I recently hosted a live Q&A session focused on small-business security, courtesy of CenturyLink Business. For a lot of businesses, of all sizes, security can be an overwhelming topic, and it can sound like there’s a long laundry list of things to do. I wanted to make sure everyone felt like it was possible for SMBs to be just as secure as their larger-business counterparts. Throughout the Q&A, I received a lot of questions, most of which focused on four main areas:
- Why do hackers attack small and mid-sized businesses (SMBs)?
- What are some of the most common cyber attacks and what can I do about them?
- How can I tell I’ve been hacked and what can I do about it?
- What should be included in a formal cybersecurity plan?
To watch a full recording of the event check out: http://www.centurylinkbrightideas.com/centurylink-business-cybersecurity-facebook-live-event/
A couple of additional questions came up that are important to address when it comes to protecting your business.
Is Your Data Safe?
Today, SMBs face more options than ever when it comes to choosing where to store data and host business services. With the countless number of on-premises solutions and cloud providers, it can be daunting choosing how to balance functionality and security.
One of the first considerations is determining what type of data you have and where it’s located. Cybercriminals tend to be most interested in personal and financial data, as it leads them directly to a profit via fraud.
The next pressing factor is deciding whether your data is safer in your office or in a cloud service. As a security practitioner, it can be nerve-wracking to use a cloud service. Having an outsider looking after your data raises questions about where your data resides, if skilled people are taking care of it and how you will be notified if there is a breach.
The truth is that the security standards of cloud service providers can range from excellent to rather poor. In my experience, there are several cloud providers that offer much greater security technology and skilled security staffs than any SMB could afford. Additionally, some cloud services are simply safer places for SMBs to store data. Using a cloud service to host documents, files and backups can be superior to on-premises solutions. For example, if you are using a business-grade service to store your files in the cloud, they tend to default to strong encryption, use a substantial security team to monitor for malpractice and make backups with versioning, which allows files to exist in several versions at the same time. In this case, if a SMB with this service solution is impacted by ransomware, they could click a few buttons and restore the majority of their data. That is not to say that on-premises solutions cannot achieve the same results through certain configuration, but doing so would require resources that many SMBs cannot afford.
Unfortunately, all cloud providers aren’t created equally. Even large enterprises with significant security resources struggle with deciding whether a given cloud provider is secure. It’s important to watch out for key warning signs when evaluating the level of security.

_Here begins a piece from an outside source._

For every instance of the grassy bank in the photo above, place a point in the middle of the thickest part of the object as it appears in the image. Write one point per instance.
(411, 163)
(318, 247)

Should You Trust a Cloud Provider?
Many people ask me, “What should my cloud security policy be?” However, given the variability in cloud services, the real question should be, “Is provider X secure and what should my policy for that service be?”
Seeking consensus from other users is a valuable way to assess a service, but there are key indicators that identify if a provider takes security seriously. Make sure to ask a potential provider:
- How will my data be backed up? How quickly can you restore it if a service failure occurs?
- How am I notified in the event of a breach or an attack? What time frames and processes will be used?
- Which regulations do you comply with? Do you comply with the local regulations and laws that apply to my business?
- What security standards are followed to protect my data?
- Can I do security testing to validate that the service is secure? (You may not actually want to do this, but the service’s willingness to let you do testing can indicate its level of confidence.)
There are a variety of valid answers to these questions, but directly asking them to a potential provider, or even looking online for published answers, will help build your confidence in that provider. While most SMBs don’t have the resources to run their own security assessment, asking a few questions and making a risk assessment is a very valuable process. I’ve vetted many service providers and quickly found that they do not comply with the recommended security expectations.
Protecting your business’ data is key to your overall success. Investing in a cloud provider for added security is a major factor to consider. Before making the decision, I hope you now realize the significance of thoroughly evaluating the policies and practices of your potential provider. Your investment fundamentally comes down to trust and your chances are much higher with a provider that has a reliable security plan.